I can't help but like the Viewsonic PX727-4K. From a street price standpoint, as of our publication date, it seems to be the least expensive of the 4K UHD projectors shipping in the US. Before the PX727-4K started shipping, currently advertised at $1299 online, we referred to the almost identical BenQ HT2550 (which started shipping earlier) as having the lowest street price (now about $200 more).
$1299 is one fine street price for any projector that can handle 4K content at this time. Consider this a projector primarily for the home theater - or at least a room that you can darken completely - or at least very well, for night time movie and other viewing. If that's not your setup - you are more - put it in the living room or family room where it's rarely very dark, the PX727-4K isn't the right choice for you - rather, it would be the PX747-4K - a projector identical, but for the color wheel. This 727-4K will ultimately have the richer color (slightly), but the PX747-4K claims 3500 lumens not 2200 lumens like the PX727-4K that we have here.

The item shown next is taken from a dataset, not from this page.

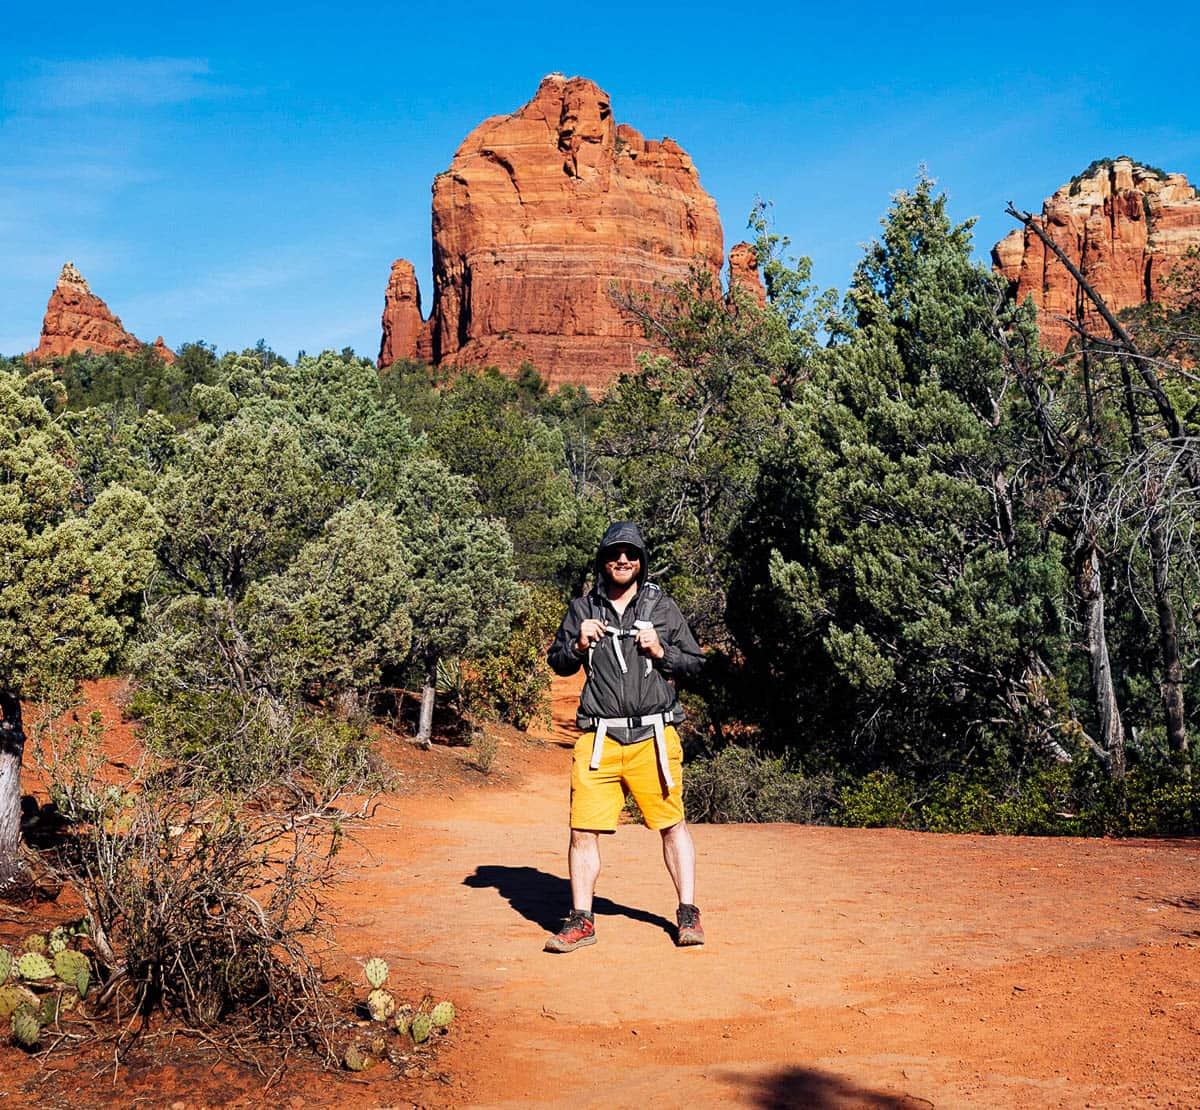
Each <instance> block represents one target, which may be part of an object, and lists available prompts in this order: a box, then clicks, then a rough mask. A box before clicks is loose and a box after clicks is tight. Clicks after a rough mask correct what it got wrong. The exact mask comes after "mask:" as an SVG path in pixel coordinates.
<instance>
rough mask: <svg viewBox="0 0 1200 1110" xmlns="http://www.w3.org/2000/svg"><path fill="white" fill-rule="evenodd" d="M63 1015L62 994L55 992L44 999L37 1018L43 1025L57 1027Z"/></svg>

More and more 4K UHD projectors are shipping so that there now must be 15-20 out there between the two resolutions. (We have already had 10 in house, with at least 3 more coming in over the next two months.)
Like the other 4K-UHD projectors using the smaller, less expensive 1920x1080x4 DLP chip, that means that, under most circumstances that chip can’t produce quite as sharp an image as the higher resolution chip that started shipping early last year (2716x1528x2). Both, however, under ideal circumstances, will come up short of a true native 4K projector, and also will slightly exceed the perceived sharpness of the JVC and Epson pixel shifters, which have the same size pixels but only shift x2.

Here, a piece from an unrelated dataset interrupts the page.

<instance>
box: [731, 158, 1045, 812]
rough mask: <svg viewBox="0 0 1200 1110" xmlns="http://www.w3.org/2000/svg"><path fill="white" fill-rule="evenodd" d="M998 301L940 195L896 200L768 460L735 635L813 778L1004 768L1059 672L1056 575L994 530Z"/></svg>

Your first important decision, isn't whether, say this PX727, (or a BenQ, Optoma, Vivitek, or other) is the right one to choose, but rather will it be one of these, or will you go with something that is more "home theater" with much better black levels for handling very dark scenes?
Those with far superior black levels (and 4K content handling) start in the low $2000s at this time.
If you have decided not to splurge on black level performance, or other advanced features such as lens memory (to work with wide screens - movie shaped), including lens shift, then the Viewsonic starts looking like the bargain out there.